Jasper moves like a slammed door. His blade glinted in the faint light, then the tunnel erupted in screams as he cut through the supers like a hot knife through butter. He surged forward, closing distance, then widened the gap in a rhythm of death and survival, each swing decisive, deliberate.
“Ah,” the entity sighed, leaning lazily against the wall. One super lunged at him; he caught it by the throat. Its howl lasted only a second before its entire body exploded into gore.
“Disgusting creatures, “he muttered, wiping his hands on a god’s robe. The god let out an offended sound, which died instantly when the entity raised one eyebrow.
He clapped slowly, dripping sarcasm like honey gone bitter.
“You wrote a treaty full of loopholes, and you’re shocked someone reads it. Sanits above, did none of you pass basic contract law?”
I stepped forward, hesitant but steady. “I want no more hunting. No more culling.”
The gods laughed. Even the supers snickered.
“I am the Key,” I said louder. “I choose my world over yours, a world messy and flawed, yes. But we have something you don’t. Love”
Before the gods could respond, Jasper jolted in front of me so fast the threads blurred “NO!”
“Sweet,” the entity crooned. “So predictable, he’ll save you. You’ll save him and I,” he added, stretching languidly, “Would kill for a snack.”
More supers attacked, but met only Jasper’s fury.
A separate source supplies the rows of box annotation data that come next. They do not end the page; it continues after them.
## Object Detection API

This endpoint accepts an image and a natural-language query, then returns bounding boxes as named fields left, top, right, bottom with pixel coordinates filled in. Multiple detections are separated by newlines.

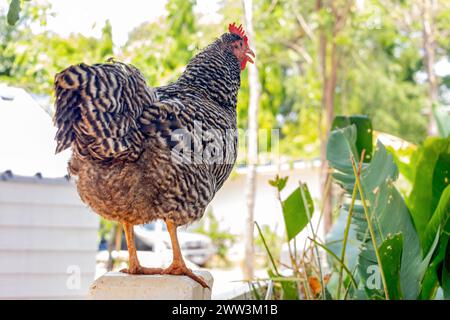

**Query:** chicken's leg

left=120, top=222, right=163, bottom=274
left=162, top=219, right=209, bottom=288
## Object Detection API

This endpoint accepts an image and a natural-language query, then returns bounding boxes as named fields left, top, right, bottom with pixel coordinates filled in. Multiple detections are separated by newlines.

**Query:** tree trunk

left=420, top=0, right=438, bottom=135
left=316, top=0, right=353, bottom=234
left=316, top=0, right=334, bottom=234
left=243, top=0, right=260, bottom=279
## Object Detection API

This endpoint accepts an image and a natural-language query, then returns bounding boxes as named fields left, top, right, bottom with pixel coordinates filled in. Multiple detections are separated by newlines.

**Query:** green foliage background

left=0, top=0, right=450, bottom=162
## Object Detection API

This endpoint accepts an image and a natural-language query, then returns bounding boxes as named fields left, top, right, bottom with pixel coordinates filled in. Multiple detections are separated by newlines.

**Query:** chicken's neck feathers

left=170, top=39, right=241, bottom=109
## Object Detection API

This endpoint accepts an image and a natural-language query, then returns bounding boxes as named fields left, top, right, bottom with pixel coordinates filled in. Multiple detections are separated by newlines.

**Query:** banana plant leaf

left=327, top=125, right=437, bottom=299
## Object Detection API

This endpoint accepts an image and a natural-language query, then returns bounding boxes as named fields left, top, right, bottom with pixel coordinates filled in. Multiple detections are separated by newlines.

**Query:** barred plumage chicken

left=54, top=24, right=254, bottom=287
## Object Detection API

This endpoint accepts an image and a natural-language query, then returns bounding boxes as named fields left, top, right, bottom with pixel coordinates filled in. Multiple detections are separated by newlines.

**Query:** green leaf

left=6, top=0, right=20, bottom=26
left=433, top=105, right=450, bottom=138
left=408, top=137, right=450, bottom=244
left=441, top=238, right=450, bottom=300
left=327, top=125, right=434, bottom=299
left=269, top=175, right=289, bottom=192
left=326, top=208, right=361, bottom=270
left=283, top=184, right=314, bottom=241
left=379, top=233, right=403, bottom=300
left=420, top=234, right=450, bottom=300
left=423, top=185, right=450, bottom=252
left=268, top=270, right=299, bottom=300
left=332, top=115, right=373, bottom=162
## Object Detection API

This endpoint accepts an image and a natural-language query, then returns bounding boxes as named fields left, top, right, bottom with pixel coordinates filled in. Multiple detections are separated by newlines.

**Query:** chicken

left=54, top=24, right=254, bottom=287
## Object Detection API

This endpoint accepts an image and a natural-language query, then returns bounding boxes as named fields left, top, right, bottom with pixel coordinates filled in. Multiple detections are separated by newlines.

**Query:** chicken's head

left=222, top=23, right=255, bottom=70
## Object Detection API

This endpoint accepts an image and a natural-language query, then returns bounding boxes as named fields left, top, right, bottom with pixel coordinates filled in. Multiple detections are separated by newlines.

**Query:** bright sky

left=38, top=0, right=220, bottom=46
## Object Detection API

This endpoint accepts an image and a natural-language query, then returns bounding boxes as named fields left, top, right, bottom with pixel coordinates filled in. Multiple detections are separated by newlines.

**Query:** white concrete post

left=89, top=270, right=213, bottom=300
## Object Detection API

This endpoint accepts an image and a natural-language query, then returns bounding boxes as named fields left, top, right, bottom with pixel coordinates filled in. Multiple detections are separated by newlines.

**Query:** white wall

left=0, top=179, right=98, bottom=299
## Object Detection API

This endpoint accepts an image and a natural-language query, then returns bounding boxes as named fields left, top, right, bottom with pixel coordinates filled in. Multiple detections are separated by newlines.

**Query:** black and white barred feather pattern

left=54, top=62, right=156, bottom=161
left=54, top=33, right=246, bottom=225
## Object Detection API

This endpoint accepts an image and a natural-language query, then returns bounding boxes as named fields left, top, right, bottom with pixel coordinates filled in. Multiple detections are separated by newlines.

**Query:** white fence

left=0, top=172, right=98, bottom=299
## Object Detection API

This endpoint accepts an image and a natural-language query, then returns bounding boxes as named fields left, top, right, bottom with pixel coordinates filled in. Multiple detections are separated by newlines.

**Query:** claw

left=120, top=266, right=164, bottom=275
left=161, top=264, right=211, bottom=289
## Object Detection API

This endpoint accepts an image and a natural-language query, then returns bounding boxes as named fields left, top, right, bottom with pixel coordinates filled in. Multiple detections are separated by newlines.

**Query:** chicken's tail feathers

left=53, top=62, right=156, bottom=161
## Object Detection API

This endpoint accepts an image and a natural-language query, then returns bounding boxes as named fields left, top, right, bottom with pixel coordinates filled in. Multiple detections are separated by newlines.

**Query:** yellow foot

left=161, top=263, right=211, bottom=289
left=120, top=266, right=164, bottom=274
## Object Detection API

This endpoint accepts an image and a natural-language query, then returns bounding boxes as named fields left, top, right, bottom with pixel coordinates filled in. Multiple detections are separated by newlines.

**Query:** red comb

left=228, top=22, right=248, bottom=42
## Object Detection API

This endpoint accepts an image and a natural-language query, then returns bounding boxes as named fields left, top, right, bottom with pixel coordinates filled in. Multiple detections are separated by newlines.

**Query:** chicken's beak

left=245, top=48, right=256, bottom=63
His blade became a warning, then a promise: do not touch her.
The gods, seething now, pulled out another scroll. They huddled around it. I felt my power coil, building like a storm. I focused on the scroll, and the letters began to twist, distort, and morph into their own faces.
The faces mouthed a single word:
BIND!
The gods froze, snarled, tried to move, but couldn’t. They groaned, their forms stiffening, cracking, until they shivered themselves into stone-slow paralysis.
“You will bear the cost,” they muttered, voices turning rough and brittle.
“Then send me the bill,” I snapped.
The entity pushed off the wall, the smug curve of his smile fading. His voice lowered, eerily calm.
“Careful, Prices vary. Some you don’t get to return.”
“I told you,” I snarked back, “I like my world better.”
His laugh turned cold as winter water. His edges blurred, his form flickering translucent like something was calling him from a distance he didn’t care answer.
Jasper stepped closer, his hand finding mince. “We leave here together.”
The floor shook.
The entity’s fading smile sharpened, not kind, not cruel, just interested.
“Oh, Key.” He murmured, “The bill just arrived.”
Jasper grasps my hand and spins as we race into the darkness. The howls of the supers and mocking laughter from the entity echo through the tunnels as Jasper and I race through the darkness seeking freedom from the chaos that we had found ourselves in.